Pada saat ini tingkat pengurangannya telah mencapai 15,3 persen dari target 25,9 persen hingga akhir tahun ini.

“Kami akan terus meningkatkan upaya untuk mengurangi jumlah timbulan sampah sebesar 25,9% pada akhir tahun 2021 dan sebesar 38,5 persen pada akhir tahun 2022,” kata Menteri Lingkungan Hidup dan Kehutanan (LHK) Siti Nurbaya di Jakarta, Selasa (18/5/2021).

Menurutnya, dalam kurun tiga tahun terakhir, sampah plastik laut telah berkurang dari 615 ribu ton menjadi sekitar 521 ribu ton pada Desember tahun 2020.

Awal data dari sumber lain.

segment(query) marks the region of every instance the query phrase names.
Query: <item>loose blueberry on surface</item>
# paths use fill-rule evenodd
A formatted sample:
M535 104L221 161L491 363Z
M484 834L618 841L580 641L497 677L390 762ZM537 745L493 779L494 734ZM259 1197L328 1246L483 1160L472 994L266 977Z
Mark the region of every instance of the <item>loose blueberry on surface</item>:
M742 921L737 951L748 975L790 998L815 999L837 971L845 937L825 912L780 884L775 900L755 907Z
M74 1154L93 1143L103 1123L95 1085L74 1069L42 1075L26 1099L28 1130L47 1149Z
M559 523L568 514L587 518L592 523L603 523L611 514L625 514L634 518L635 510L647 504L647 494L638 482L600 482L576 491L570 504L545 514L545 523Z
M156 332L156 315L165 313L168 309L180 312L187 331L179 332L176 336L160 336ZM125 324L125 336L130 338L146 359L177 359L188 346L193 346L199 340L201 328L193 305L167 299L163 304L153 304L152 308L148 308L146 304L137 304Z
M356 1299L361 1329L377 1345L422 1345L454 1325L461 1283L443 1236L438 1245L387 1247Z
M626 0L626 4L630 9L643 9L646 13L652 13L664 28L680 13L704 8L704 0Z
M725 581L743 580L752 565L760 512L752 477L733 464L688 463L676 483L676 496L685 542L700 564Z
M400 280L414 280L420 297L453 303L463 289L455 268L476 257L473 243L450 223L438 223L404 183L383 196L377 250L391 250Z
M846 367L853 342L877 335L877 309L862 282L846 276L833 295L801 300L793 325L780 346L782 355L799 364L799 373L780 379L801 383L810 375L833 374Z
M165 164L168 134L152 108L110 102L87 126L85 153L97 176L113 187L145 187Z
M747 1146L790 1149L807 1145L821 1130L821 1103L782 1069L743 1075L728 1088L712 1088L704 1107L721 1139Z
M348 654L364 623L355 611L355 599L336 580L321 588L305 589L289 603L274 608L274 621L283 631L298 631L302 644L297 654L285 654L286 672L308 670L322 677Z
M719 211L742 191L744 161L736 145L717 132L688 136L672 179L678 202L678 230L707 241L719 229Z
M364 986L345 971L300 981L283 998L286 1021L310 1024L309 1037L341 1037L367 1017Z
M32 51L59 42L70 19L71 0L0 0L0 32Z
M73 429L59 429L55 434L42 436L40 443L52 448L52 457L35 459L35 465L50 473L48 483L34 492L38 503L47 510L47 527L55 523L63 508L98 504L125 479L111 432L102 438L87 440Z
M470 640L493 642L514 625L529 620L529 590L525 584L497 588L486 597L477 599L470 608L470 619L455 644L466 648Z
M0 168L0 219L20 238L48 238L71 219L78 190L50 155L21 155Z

“Artinya, total sampah plastik laut di Indonesia berkurang sebesar 15,3 persen baik untuk kegiatan di darat maupun yang berbasis di laut,” ungkap Menteri Siti Nurbaya saat menjadi pembicara pada International Atomic Energy Agency (IAEA) High Level Round Table Discussion for The Asia and the Pacific Region “NUTEC Plastic: Atoms Contributing to the Search for Solutions to Plastic Pollution” yang dilaksanakan secara virtual pada Selasa (18/5/2021).

IAEA tengah mengembangkan program Nuclear Technology for Controlling Plastic Pollution (Nutec Plastic) untuk mendukung negara-negara anggotanya mengintegrasikan teknologi nuklir dan teknologi turunannya dalam menjawab permasalahan limbah plastik.

Tujuan utama dari program Nutec Plastic adalah untuk meningkatkan kesadaran global atas meningkatnya jumlah timbulan dan dampak limbah plastik di lautan.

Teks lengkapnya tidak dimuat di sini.